Data preprocessing for a GNExT platform is performed through a Nextflow-based pipeline that enables seamless deployment across different computing environments and automatically ensures scalability for large collections of GWAS summary statistics.

The pipeline provides comprehensive functionality for preparing GWAS summary data for integration into the GNExT platform, including data harmonization, variant annotation using the Ensembl Variant Effect Predictor, and, optionally, the execution of gene-based association analyses with the state-of-the-art tool MAGMA.

Nextflow_pipeline

Preparation

To start, clone the repository:

git clone https://github.com/DyHealthNet/gnext_nf_pipeline.git

Installations

Execution of the pipeline requires the installation of Java and Nextflow. Depending on the compute environment you select, either Conda, Docker or Singularity have to be installed.

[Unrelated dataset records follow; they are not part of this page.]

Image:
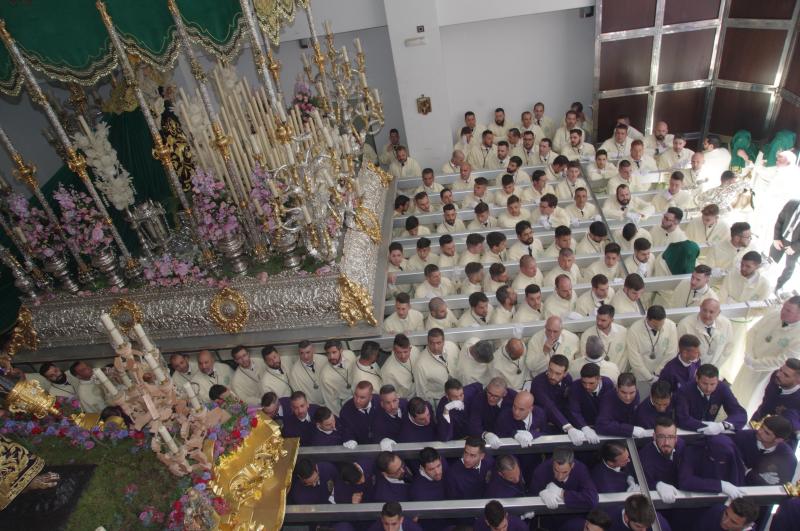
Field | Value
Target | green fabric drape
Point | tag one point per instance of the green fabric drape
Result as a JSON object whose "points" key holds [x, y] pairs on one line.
{"points": [[68, 41]]}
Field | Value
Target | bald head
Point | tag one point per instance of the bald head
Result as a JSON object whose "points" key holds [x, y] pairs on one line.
{"points": [[437, 308], [515, 348]]}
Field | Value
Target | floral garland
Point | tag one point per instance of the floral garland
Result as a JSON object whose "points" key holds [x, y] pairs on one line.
{"points": [[195, 506], [168, 271], [40, 235], [82, 221], [113, 180], [217, 216], [303, 99]]}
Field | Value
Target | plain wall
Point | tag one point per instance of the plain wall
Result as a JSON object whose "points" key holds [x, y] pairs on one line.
{"points": [[515, 62]]}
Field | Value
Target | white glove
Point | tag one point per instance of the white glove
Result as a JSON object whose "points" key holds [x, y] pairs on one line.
{"points": [[576, 436], [770, 477], [455, 404], [524, 438], [730, 490], [712, 428], [667, 492], [590, 435], [492, 440], [550, 498]]}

Details on how to install Java and Nextflow can be found here: https://www.nextflow.io/docs/latest/install.html.

Download Reference Files

For running MAGMA, appropriate reference data are required. The 1000 Genomes Project is commonly employed as the reference population.

Reference data is deposited on Zenodo https://doi.org/10.5281/zenodo.17940903, including PLINK files for GRCh37 and GRCh38 across five super populations as well as Ensembl protein-coding gene annotation files for GRCh37 and GRCh38 from Ensembl releases 114 and 115.

After downloading, the corresponding paths to the reference files should be updated in the nextflow.config file.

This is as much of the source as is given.